# When will HD 7850 be released in india and what is d price ?



## suh007 (Apr 8, 2012)

I saw in flipkart and it is not available.What is d price of hd 7850 and can we expect any price drops for hd 6950 or hd 6870 after d 7850 releases.


----------



## IndianRambo (Apr 8, 2012)

its available here, Sapphire HD 7850 2GB - Hardwire.in
priced 17250/-


----------



## suh007 (Apr 8, 2012)

rajesh.s said:


> its available here, Sapphire HD 7850 2GB - Hardwire.in
> priced 17250/-



Can we expect d price of 7850 to drop and if yes when will that be ?


----------



## desiJATT (Apr 8, 2012)

^^ It's not even available at most of the online stores, so this 17.2 price is also not the confirmed price (IMO It's overpriced for the reason that it's not yet available anywhere else). Price drop will follow in about 1-2 months after proper availability.


----------



## rajhans (Apr 8, 2012)

i had a chat with the itwares guy....

he said it should be avaliable this week for 16k..

hoping price drops further by may...


----------



## IndianRambo (Apr 8, 2012)

rajhans said:


> i had a chat with the itwares guy....
> 
> he said it should be avaliable this week for 16k..
> 
> hoping price drops further by may...



any idea about model or brand


----------



## rajhans (Apr 8, 2012)

rajesh.s said:


> any idea about model or brand



nope sorry...will check again next week..


----------



## Cilus (Apr 9, 2012)

I asked about the availability of 7850 in Kolkata last Friday and as per them it will be available in this week. The price will be around 15K. Also Sapphire HD 7870 will be available at 21K.


----------



## RiGOD (Apr 9, 2012)

^^So that'll sort out the *Updates Incoming* thing in the sticky I guess.


----------



## dfcols71 (Apr 9, 2012)

question to cilus are the prices you quote inclusive or exclusive of vat and at present how much is vat in w.Bengal previously before budget it was 4% no idea at present


----------



## Cilus (Apr 9, 2012)

The price is excluding vat and in Kolkata the vat is 4%. I'll update the exact price in couple of days.


----------



## SunE (Apr 9, 2012)

Cilus said:


> The price is excluding vat and in Kolkata the vat is 4%. I'll update the exact price in couple of days.

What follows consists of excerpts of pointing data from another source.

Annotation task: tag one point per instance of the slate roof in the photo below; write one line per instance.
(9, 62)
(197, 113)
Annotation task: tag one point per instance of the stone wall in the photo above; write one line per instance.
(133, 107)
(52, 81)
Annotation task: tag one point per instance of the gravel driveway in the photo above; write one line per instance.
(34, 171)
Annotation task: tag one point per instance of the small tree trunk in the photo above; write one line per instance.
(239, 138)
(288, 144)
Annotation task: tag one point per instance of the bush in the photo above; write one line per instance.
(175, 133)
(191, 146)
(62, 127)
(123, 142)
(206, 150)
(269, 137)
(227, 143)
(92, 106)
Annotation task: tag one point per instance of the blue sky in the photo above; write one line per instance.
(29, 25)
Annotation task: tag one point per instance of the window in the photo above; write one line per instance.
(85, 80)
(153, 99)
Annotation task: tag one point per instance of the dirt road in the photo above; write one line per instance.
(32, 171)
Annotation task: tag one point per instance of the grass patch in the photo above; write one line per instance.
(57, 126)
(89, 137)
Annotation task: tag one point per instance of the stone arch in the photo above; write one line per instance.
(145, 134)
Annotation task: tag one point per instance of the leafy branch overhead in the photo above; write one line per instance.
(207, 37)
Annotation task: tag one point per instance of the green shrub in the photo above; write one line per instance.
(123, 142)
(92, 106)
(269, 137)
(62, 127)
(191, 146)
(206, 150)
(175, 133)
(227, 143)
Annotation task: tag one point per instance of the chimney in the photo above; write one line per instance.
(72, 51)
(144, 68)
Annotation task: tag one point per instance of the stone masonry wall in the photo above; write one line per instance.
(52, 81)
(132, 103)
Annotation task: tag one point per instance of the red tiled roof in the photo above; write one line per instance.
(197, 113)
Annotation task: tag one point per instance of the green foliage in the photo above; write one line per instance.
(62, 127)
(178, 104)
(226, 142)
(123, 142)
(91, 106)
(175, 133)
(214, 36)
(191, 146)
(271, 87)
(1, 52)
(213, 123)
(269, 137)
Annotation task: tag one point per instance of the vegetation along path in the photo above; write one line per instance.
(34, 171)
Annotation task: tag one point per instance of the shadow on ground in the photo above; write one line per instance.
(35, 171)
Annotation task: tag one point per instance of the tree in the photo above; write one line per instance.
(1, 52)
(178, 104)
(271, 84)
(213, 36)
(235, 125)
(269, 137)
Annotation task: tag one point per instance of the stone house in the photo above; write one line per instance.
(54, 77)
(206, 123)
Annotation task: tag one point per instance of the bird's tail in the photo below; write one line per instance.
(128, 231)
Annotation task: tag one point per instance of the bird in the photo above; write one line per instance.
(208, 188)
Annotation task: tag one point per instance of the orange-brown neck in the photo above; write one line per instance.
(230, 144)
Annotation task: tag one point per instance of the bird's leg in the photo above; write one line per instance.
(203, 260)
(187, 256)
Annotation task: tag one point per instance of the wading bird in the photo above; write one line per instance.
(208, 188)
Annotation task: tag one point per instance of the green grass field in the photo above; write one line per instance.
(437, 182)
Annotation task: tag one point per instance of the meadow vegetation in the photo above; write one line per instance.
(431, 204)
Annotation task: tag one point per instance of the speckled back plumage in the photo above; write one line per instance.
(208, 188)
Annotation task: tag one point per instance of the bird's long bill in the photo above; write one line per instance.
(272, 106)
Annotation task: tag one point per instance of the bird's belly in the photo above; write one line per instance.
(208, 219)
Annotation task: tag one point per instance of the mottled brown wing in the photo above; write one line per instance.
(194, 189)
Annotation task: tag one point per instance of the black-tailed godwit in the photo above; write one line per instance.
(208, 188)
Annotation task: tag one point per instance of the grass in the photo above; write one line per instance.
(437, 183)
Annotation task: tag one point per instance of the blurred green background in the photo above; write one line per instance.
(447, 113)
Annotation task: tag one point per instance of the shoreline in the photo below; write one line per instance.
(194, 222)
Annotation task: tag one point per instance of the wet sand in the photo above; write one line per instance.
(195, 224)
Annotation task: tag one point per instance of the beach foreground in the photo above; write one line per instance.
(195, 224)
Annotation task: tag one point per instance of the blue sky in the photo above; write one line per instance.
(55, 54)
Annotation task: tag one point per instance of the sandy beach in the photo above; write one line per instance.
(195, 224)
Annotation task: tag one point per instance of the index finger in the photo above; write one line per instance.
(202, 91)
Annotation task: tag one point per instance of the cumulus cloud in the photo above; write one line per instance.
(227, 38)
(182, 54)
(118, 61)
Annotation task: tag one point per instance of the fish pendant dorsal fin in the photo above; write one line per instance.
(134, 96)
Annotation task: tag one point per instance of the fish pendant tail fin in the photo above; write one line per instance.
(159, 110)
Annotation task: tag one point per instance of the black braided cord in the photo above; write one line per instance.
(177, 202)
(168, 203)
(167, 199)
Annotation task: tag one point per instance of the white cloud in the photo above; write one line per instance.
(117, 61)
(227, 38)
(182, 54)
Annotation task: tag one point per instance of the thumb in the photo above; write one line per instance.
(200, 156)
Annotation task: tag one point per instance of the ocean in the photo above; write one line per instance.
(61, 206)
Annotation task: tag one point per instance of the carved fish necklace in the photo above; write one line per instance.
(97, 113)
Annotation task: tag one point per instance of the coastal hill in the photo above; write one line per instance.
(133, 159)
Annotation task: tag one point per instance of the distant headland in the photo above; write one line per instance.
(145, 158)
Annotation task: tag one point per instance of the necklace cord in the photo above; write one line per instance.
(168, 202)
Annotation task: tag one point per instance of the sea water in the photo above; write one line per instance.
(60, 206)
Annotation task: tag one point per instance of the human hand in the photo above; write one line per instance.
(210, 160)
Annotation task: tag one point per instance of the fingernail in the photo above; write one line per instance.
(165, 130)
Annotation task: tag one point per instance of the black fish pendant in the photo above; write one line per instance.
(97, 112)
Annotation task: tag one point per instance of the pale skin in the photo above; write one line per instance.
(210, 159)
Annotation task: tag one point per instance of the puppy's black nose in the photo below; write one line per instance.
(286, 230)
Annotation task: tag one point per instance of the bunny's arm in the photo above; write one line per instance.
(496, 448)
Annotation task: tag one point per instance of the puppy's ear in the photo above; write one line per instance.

Hey which shop did you ask? I too live in Kolkata and last Thursday when I went to e-mall and the other stores in that area no one seemed to have any idea about this card.


----------



## dibya_kol (Apr 10, 2012)

^^ wait for a few days or couple of weeks it will be avalable soon here in kol.


----------



## Ayuclack (Apr 10, 2012)

Can't Wait For it ....

Price Should Be Around 15 - 16K !!!!


----------



## dfcols71 (Apr 12, 2012)

further updates on pricing
Sapphire HD 7870 2GB - Hardwire.in sapphire 7870-₹ 22,899 tax incl. 
Sapphire HD 7850 2GB - Hardwire.in sapphire 7850-₹ 16,499 tax incl. 
HIS HD 7870 IceQ Edition 2GB GDDR5 H787Q2G2M HD7870 Radeon 256-bit PCI Express 3.0 x16 HDCP Ready CrossFireX Support Graphic Card
-HIS HD 7870 IceQ Edition 2GB   22,850.00/-
*www.theitwares.com/7850-gddr5-h785...firex-support-graphic-card-p-2564.html-Price:   15,300.00/-


----------



## RiGOD (Apr 12, 2012)

^^Nice find buddy. So the 6950 era comes to an end.


----------



## suh007 (Apr 12, 2012)

Anybody have an idea when this card will b available in Flipkart ?


----------



## Ayuclack (Apr 12, 2012)

Official end of 69xx series !!!


----------



## SunE (Apr 12, 2012)

suh007 said:


> Anybody have an idea when this card will b available in Flipkart ?



Even I'm hoping to order it from flipkart. Should come within 1-2 days or maximum by next week else they are gonna lose a lotta potential customers


----------



## topgear (Apr 13, 2012)

dfcols71 said:


> further updates on pricing
> Sapphire HD 7870 2GB - Hardwire.in sapphire 7870-₹ 22,899 tax incl.
> Sapphire HD 7850 2GB - Hardwire.in sapphire 7850-₹ 16,499 tax incl.
> HIS HD 7870 IceQ Edition 2GB GDDR5 H787Q2G2M HD7870 Radeon 256-bit PCI Express 3.0 x16 HDCP Ready CrossFireX Support Graphic Card
> ...



thanks for the pricing infos

BTW, the last link is not correct .. you will get a 404 error

here's the correct link :
HIS HD 7850 2GB GDDR5 H785F2G2M 256-bit HD7850 Radeon PCI Express 3.0 x16 HDCP Ready CrossFireX Support Graphic Card


----------



## toad_frog09 (Apr 14, 2012)

To everyone looking forward to buy this product, I'd advice you to wait for Gigabyte, Msi and Sapphire ones. All of them come with a better cooler, overclocked frequency and/or memory, and same price tag (newegg).
So far, Gigabyte's 7850 is looking the best of them, with highest overclocked core at 975 mhz, big fans, and 3 years warranty. Msi and sapphire are also better alternatives. Powercolor and His models both use single fan Heatsink, (former one using stock cooler).  
.
We'll just have to wait and see how the price factor turns up.


----------